Beitragszuschuss: Weiterbes... / Zusammenfassung
 
Überblick

Niemand ist verpflichtet, mit Erreichen des regulären Regelrentenalters einen Rentenantrag zu stellen. Ohne Rentenantrag wird auch keine Rente gezahlt. Stattdessen ist eine Weiterarbeit – soweit sie auch arbeits- und tarifvertraglich zugelassen ist – bis weit über das Erreichen der Regelaltersgrenze hinaus möglich. Dieser Beitrag beschreibt, wie die sozialversicherungsrechtliche Beurteilung älterer Arbeitnehmer erfolgt, die nach Erreichen der Regelaltersgrenze ohne Rentenbezug von ihren Arbeitgebern weiterbeschäftigt werden. Auch die Anspruchsvoraussetzungen auf mögliche Zahlung eines Beitragszuschusses werden kurz dargestellt.

 
Gesetze, Vorschriften und Rechtsprechung

Sozialversicherung: In den Sozialversicherungszweigen existieren unterschiedliche Regelungen für Personen, die ohne einen Rentenbezug über das Erreichen der Regelaltersgrenze weiterbeschäftigt sind. In der Rentenversicherung besteht bei einer solchen Beschäftigung gegen Arbeitsentgelt weiterhin Versicherungspflicht nach § 1 Satz 1 Nr. 1 SGB VI, es sei denn, es tritt nach Erreichen der Regelaltersgrenze Versicherungsfreiheit nach § 5 Abs. 4 Nr. 3 SGB VI ein. Auch in der Kranken-/Pflegeversicherung besteht bei einer Weiterarbeit ohne einen Altersvollrentenbezug grundsätzlich die Versicherungspflicht fort (§ 5 Abs. 1 Nr. 1 SGB V). Lediglich in der Arbeitslosenversicherung tritt mit Ablauf des Monats des Erreichens der Regelaltersgrenze Versicherungsfreiheit ein (§ 28 Abs. 1 Nr. 1 SGB III).

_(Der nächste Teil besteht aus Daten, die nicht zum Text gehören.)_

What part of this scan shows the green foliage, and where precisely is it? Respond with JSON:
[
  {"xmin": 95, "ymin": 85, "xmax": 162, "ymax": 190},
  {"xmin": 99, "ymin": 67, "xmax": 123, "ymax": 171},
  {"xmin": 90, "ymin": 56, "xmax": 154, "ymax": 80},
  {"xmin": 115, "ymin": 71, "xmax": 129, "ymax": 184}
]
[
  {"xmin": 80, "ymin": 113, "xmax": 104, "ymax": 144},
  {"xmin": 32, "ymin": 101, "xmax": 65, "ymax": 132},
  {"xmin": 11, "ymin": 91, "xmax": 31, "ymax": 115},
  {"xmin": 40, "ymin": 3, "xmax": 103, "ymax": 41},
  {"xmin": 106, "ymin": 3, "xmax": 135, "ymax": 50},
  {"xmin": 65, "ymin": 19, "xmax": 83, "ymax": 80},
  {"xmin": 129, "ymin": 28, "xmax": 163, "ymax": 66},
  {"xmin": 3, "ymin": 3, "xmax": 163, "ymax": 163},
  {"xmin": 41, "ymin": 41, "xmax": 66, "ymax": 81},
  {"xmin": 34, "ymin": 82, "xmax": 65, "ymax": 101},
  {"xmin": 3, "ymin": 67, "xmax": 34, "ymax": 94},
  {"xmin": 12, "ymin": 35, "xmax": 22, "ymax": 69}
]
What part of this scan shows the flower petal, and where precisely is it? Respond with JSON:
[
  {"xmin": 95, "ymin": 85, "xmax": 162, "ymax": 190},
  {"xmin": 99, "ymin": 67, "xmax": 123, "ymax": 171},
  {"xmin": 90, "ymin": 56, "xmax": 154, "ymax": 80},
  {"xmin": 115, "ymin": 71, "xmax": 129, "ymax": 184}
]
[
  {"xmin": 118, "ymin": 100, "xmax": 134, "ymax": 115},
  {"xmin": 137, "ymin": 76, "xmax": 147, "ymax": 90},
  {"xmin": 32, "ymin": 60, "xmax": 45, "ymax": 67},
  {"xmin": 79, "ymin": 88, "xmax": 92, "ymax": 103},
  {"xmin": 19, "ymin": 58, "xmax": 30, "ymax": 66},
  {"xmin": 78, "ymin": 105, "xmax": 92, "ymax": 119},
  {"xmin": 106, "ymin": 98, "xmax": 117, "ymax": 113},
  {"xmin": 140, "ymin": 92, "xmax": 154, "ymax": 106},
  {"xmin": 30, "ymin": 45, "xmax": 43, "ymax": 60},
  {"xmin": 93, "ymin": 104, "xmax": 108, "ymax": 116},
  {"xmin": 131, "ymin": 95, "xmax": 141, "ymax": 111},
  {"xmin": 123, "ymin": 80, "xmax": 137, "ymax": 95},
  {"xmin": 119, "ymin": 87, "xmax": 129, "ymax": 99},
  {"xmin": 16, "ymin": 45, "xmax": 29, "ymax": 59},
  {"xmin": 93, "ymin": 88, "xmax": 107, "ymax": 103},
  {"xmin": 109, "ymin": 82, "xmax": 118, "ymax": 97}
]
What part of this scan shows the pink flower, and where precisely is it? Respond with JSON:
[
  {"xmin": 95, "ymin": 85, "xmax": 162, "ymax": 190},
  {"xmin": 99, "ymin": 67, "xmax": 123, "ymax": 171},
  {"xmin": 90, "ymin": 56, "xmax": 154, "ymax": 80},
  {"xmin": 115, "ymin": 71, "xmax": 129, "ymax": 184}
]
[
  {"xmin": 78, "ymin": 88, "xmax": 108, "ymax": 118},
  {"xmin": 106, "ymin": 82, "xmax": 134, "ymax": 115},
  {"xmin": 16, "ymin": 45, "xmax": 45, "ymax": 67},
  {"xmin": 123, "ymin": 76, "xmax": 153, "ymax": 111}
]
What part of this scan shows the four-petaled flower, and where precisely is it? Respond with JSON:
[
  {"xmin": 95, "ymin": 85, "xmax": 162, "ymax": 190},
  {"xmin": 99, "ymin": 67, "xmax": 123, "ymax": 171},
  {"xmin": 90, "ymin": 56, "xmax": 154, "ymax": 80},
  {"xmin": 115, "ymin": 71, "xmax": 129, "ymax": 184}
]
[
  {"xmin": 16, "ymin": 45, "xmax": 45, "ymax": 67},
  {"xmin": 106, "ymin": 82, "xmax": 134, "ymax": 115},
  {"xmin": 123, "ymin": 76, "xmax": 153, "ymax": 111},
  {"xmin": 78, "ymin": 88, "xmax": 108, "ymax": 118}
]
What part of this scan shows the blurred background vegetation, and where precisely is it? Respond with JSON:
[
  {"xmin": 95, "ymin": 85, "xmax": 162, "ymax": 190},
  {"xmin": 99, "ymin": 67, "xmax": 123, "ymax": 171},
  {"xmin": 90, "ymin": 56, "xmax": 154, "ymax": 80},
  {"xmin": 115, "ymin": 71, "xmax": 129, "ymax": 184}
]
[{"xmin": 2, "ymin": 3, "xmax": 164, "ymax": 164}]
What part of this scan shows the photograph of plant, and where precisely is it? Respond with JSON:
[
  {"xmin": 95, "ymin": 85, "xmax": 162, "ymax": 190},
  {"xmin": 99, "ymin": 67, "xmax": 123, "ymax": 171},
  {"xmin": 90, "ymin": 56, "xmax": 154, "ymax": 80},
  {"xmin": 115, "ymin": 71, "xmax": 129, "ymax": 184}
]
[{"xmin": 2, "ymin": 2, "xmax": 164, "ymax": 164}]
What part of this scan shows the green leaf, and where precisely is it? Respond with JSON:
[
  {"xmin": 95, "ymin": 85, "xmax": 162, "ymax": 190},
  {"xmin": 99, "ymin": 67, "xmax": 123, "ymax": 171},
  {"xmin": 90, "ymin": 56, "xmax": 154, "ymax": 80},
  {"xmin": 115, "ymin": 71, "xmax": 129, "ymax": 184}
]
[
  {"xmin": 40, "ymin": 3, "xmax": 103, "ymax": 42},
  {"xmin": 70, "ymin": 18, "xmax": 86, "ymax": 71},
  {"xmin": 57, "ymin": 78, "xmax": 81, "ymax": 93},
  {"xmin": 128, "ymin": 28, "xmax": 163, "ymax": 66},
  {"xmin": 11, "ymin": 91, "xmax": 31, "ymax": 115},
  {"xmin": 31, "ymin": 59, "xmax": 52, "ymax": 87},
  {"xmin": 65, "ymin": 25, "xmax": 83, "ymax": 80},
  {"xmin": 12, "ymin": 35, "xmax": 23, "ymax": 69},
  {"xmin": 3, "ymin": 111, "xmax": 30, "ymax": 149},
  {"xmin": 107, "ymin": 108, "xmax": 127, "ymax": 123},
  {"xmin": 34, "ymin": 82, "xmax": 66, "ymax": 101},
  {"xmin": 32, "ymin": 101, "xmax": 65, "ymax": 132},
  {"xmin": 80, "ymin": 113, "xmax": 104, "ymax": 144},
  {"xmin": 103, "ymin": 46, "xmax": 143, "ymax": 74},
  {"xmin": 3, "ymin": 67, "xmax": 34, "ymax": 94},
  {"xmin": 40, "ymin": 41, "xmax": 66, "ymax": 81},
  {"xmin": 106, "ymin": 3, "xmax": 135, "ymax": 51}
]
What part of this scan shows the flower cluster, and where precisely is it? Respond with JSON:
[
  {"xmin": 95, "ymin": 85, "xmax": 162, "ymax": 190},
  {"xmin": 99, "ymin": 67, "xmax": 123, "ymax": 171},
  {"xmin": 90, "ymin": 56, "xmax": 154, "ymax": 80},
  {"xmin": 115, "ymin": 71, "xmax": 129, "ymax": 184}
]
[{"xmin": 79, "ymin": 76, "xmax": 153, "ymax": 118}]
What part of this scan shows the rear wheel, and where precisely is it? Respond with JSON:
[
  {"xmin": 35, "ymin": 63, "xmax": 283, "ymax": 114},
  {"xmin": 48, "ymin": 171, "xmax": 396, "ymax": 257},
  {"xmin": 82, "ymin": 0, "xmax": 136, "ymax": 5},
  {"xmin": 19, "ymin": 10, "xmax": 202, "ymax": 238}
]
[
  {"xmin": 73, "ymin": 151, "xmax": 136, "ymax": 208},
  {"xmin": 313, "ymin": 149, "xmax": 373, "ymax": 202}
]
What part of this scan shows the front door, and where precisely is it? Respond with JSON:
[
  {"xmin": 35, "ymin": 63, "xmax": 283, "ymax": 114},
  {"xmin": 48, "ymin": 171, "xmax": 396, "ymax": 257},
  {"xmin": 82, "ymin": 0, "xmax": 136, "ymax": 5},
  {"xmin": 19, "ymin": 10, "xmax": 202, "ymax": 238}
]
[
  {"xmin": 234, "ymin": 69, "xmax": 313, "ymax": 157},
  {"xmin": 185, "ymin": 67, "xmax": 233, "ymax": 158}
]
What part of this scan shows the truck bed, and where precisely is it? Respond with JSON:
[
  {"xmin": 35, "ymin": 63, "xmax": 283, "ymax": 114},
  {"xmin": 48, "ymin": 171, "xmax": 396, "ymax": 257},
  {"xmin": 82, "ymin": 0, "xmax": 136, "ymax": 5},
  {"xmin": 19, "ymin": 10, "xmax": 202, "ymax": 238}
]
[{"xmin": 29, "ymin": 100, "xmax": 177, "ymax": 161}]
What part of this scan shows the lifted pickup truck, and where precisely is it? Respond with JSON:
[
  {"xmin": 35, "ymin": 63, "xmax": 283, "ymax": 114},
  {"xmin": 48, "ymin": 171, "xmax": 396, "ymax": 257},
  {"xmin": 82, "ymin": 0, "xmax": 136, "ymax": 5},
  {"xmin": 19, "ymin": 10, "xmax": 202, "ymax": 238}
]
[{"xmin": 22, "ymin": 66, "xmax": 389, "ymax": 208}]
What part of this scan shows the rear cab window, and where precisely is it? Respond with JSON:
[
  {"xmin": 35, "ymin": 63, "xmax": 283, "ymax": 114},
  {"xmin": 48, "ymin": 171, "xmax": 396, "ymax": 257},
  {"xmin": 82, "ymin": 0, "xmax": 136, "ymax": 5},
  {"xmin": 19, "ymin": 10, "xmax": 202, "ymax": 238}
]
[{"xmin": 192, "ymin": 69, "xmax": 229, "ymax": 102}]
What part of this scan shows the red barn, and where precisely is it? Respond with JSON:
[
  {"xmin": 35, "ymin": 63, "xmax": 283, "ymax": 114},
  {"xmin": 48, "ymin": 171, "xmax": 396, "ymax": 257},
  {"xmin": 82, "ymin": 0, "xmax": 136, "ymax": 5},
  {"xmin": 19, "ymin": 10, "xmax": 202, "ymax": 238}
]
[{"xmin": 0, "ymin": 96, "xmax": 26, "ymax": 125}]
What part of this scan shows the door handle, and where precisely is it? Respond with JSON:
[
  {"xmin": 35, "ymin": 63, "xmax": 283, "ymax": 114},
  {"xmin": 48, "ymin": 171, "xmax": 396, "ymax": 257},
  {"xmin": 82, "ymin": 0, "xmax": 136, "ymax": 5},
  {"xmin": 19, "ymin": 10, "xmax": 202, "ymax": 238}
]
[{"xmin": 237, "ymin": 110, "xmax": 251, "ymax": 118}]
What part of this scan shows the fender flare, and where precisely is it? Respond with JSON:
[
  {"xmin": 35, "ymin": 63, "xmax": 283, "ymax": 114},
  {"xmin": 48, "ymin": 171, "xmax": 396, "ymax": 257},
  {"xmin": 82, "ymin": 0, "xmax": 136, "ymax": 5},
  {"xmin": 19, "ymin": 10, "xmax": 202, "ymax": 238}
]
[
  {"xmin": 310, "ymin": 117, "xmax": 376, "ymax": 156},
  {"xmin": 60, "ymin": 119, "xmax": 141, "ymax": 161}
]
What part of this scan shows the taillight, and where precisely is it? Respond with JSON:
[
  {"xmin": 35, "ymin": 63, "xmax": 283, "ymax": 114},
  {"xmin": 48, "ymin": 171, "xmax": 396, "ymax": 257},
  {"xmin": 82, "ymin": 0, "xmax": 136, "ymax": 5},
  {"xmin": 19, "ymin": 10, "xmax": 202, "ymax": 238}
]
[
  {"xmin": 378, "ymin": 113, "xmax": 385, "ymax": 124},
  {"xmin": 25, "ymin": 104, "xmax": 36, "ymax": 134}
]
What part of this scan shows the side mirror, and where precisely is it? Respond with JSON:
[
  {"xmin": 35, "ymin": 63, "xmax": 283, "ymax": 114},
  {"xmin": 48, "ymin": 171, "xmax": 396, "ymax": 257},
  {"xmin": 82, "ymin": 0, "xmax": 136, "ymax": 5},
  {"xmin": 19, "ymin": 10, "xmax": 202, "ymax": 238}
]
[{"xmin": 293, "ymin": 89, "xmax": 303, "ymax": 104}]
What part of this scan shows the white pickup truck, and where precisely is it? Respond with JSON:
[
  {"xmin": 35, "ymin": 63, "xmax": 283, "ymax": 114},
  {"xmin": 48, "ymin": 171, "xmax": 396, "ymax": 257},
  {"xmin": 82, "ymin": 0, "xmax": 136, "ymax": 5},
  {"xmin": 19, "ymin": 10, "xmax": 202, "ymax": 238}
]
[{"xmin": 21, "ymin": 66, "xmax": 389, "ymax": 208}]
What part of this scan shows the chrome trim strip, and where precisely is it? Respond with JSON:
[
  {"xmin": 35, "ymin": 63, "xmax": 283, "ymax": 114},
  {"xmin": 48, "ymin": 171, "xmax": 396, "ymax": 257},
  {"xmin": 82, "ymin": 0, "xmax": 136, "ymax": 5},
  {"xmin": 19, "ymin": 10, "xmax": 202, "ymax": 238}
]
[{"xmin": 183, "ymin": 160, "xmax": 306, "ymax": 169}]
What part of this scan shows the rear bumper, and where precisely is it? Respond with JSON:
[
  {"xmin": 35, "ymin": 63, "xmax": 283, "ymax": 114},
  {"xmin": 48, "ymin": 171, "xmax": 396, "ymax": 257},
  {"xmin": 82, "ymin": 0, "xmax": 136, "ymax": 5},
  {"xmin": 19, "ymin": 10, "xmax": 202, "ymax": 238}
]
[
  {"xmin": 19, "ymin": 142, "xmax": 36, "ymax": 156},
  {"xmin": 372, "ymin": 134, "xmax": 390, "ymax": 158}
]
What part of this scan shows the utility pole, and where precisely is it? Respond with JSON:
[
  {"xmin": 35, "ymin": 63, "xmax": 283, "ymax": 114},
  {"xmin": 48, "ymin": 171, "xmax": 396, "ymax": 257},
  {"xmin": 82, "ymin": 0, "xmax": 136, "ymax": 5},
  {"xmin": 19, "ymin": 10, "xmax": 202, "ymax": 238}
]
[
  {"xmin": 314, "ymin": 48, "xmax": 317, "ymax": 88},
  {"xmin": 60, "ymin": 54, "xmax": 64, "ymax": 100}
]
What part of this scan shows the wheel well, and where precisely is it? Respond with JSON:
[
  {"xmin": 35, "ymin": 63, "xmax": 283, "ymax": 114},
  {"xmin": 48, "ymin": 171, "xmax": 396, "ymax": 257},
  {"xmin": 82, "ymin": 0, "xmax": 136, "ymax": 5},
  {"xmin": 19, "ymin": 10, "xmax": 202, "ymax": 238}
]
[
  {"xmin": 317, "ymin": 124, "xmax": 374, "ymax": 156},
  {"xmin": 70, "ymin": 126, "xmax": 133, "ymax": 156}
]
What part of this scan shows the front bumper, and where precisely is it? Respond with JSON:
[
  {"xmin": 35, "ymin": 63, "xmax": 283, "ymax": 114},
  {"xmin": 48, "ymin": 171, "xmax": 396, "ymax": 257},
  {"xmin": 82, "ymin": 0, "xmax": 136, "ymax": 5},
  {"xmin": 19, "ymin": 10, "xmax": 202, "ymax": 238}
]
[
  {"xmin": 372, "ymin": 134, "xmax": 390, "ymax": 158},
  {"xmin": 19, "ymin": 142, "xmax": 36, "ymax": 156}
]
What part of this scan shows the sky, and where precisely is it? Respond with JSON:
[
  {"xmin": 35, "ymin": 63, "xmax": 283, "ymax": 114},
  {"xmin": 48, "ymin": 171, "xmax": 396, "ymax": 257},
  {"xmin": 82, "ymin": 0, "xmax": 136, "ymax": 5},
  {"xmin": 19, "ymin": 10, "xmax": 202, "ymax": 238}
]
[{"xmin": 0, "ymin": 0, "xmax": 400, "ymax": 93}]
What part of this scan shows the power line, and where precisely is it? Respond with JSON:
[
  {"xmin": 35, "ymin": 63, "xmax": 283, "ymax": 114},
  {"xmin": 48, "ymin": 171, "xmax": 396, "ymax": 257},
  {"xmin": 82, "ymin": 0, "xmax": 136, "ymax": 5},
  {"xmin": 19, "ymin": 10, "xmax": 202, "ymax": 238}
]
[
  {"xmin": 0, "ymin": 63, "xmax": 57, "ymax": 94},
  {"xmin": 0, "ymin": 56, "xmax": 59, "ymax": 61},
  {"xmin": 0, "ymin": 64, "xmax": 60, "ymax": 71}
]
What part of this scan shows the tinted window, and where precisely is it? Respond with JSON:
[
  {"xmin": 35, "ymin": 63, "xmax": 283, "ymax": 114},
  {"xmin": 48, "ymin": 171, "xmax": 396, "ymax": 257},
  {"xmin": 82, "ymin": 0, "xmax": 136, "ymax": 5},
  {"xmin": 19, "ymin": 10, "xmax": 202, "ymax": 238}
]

Rechtsgrundlage für den Anspruch, die Voraussetzungen und die Höhe des Beitragszuschusses bildet in der Krankenversicherung § 257 SGB V und in der Pflegeversicherung § 61 SGB XI. Beitragszuschüsse des Arbeitgebers für Mitglieder berufsständischer Versorgungseinrichtungen werden aus § 172a SGB VI abgeleitet.

Zur Frage des Anspruchs auf einen Beitragszuschuss ist folgende Rechtsprechung ergangen: BSG, Urteil v. 31.5.1989, 4 RA 22/88; BSG, Urteil v. 21.2.1990, 12 RK 47/87; BSG, Urteil v. 3.2.1994, 12 RK 84/92; BSG, Urteil v. 2.6.1982, 12 RK 66/81; BSG, Urteil v. 20.3.2013, B 12 KR 4/11 R sowie BAG, Beschluss v. 1.6.1999, 5 AZB 34/98.